I DID IT WITH MY SOCKS ON!
I'm a gentlemen, chivalry is what i do, i'll open the door, pull out your chair, buy your drinks, i'll even go down first, but when it comes to mario kart, i draw the line. I'm sorry but i just can't let you beat me at mario kart
we're at Rob's house and just invented the best drinking game ever....we are on Chatroulette and everytime we see a dick we all have to drink.
Her husband keeps getting drunk and making out with me. Good news is I found the strep carrier. Bad news is have strep again.
Woke up in a wet suit with my junk cut out. In a strange apartment. Just found thing biggest bong u have ever seen. WHERE ARE YOU?!?!?!
If it makes you feel any better, karma just served me up a big dose of fuck you.

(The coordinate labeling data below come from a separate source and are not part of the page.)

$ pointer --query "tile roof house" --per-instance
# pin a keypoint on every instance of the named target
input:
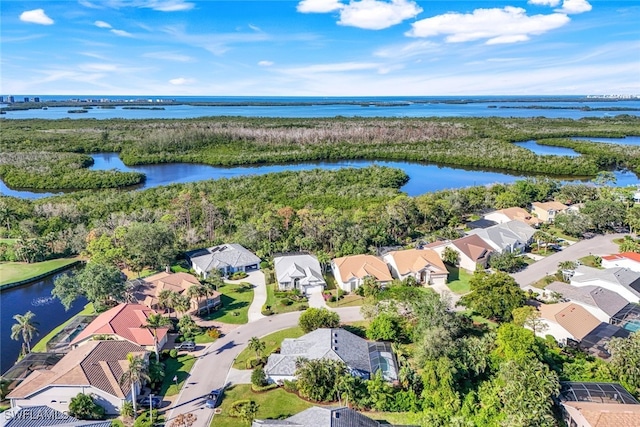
(424, 265)
(95, 367)
(44, 416)
(511, 236)
(623, 281)
(547, 211)
(299, 271)
(630, 260)
(322, 417)
(600, 302)
(350, 271)
(228, 258)
(147, 290)
(123, 322)
(363, 358)
(513, 214)
(473, 251)
(566, 321)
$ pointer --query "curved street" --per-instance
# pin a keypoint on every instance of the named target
(214, 362)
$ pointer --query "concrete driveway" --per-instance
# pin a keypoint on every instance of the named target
(213, 365)
(599, 245)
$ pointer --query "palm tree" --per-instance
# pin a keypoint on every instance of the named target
(136, 373)
(154, 322)
(25, 328)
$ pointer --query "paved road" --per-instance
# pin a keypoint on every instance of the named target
(212, 367)
(599, 245)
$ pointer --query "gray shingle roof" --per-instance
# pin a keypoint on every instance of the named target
(221, 256)
(608, 301)
(322, 417)
(42, 416)
(358, 354)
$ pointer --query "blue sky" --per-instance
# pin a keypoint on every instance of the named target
(320, 47)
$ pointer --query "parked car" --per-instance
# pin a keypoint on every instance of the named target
(155, 402)
(212, 399)
(187, 345)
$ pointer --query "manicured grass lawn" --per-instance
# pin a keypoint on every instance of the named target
(272, 342)
(273, 404)
(179, 366)
(11, 272)
(458, 280)
(236, 299)
(41, 346)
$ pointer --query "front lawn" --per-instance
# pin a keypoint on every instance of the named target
(11, 272)
(272, 342)
(272, 404)
(458, 280)
(180, 367)
(236, 299)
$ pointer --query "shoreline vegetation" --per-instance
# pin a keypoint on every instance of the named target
(51, 154)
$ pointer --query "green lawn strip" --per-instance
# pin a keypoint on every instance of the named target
(272, 342)
(236, 299)
(272, 404)
(179, 367)
(458, 280)
(11, 272)
(41, 346)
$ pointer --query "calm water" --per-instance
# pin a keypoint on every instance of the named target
(48, 311)
(424, 178)
(363, 108)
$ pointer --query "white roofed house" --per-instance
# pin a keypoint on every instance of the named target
(299, 271)
(228, 259)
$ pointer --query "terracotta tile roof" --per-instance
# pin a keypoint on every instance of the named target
(606, 414)
(473, 247)
(572, 317)
(126, 321)
(361, 266)
(98, 363)
(556, 206)
(414, 260)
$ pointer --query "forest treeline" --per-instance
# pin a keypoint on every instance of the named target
(226, 141)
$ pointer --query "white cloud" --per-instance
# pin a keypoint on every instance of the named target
(121, 33)
(319, 6)
(574, 6)
(36, 16)
(377, 15)
(181, 81)
(552, 3)
(102, 24)
(508, 25)
(169, 56)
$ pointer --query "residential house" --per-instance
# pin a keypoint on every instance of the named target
(623, 281)
(299, 271)
(547, 211)
(228, 259)
(585, 404)
(363, 358)
(511, 236)
(147, 290)
(350, 271)
(424, 265)
(600, 302)
(472, 250)
(317, 416)
(566, 321)
(123, 322)
(95, 368)
(630, 260)
(44, 416)
(513, 214)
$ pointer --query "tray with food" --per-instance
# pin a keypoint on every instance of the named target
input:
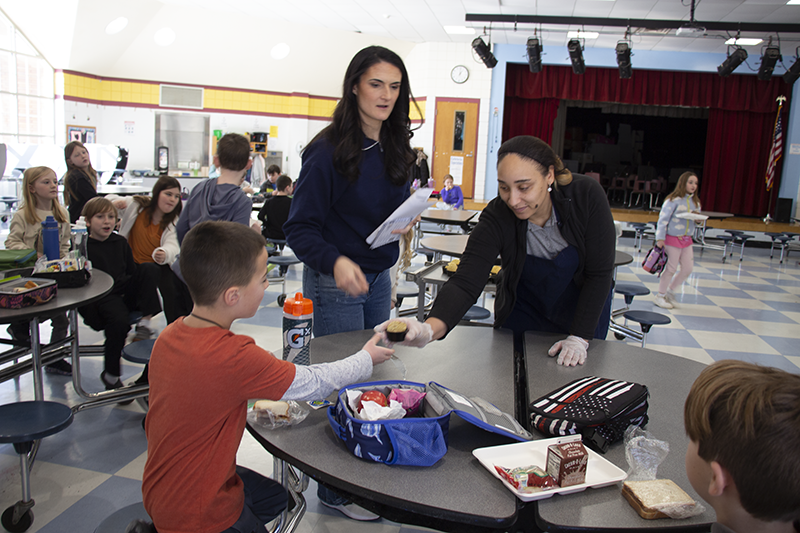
(450, 268)
(24, 292)
(539, 469)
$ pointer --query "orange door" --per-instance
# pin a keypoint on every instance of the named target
(455, 142)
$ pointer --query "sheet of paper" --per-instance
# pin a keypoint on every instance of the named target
(402, 217)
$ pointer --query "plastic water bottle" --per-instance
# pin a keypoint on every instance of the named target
(50, 244)
(298, 319)
(79, 236)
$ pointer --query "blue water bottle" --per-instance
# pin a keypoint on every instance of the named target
(50, 239)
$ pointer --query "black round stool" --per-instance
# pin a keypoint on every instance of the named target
(647, 319)
(21, 424)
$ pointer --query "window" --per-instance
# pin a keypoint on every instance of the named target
(27, 91)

There's a homeless man outside the bar. I have a toothbrush and toothpaste in my car. I think i'm going to give them to him. And they said drinking is bad.
You're so thoughtful.
The pastor just stopped the sermon to lay hands on me. THAT hungover.
I have a cat, a bottle of wine, and a Brazilian man. I need to catch you up on my life
Sometimes I envy you, when I'm not praying for your soul.
my paper on vitamins just turned into a 2 hour tangent google search on what i should buy to best cure a hangover. I need to stop getting high before homework
the amount of times i have been intoxicated, barefoot, and in a robe at 3 am at the quick check by your house is impressive, especially since i live an hour away
Dude, we got to the strip club as they were closing, and you starting crying because, and I quote, "This is the closest to birthday sex I'm gonna get."
Why are there four guys spooning on the living room floor?
They're still there? Shit. They were supposed to leave after they hugged it out.
Is it bad that I'm not at all bothered by the fact that to some people I'm simply known as the girl that takes her shirt off?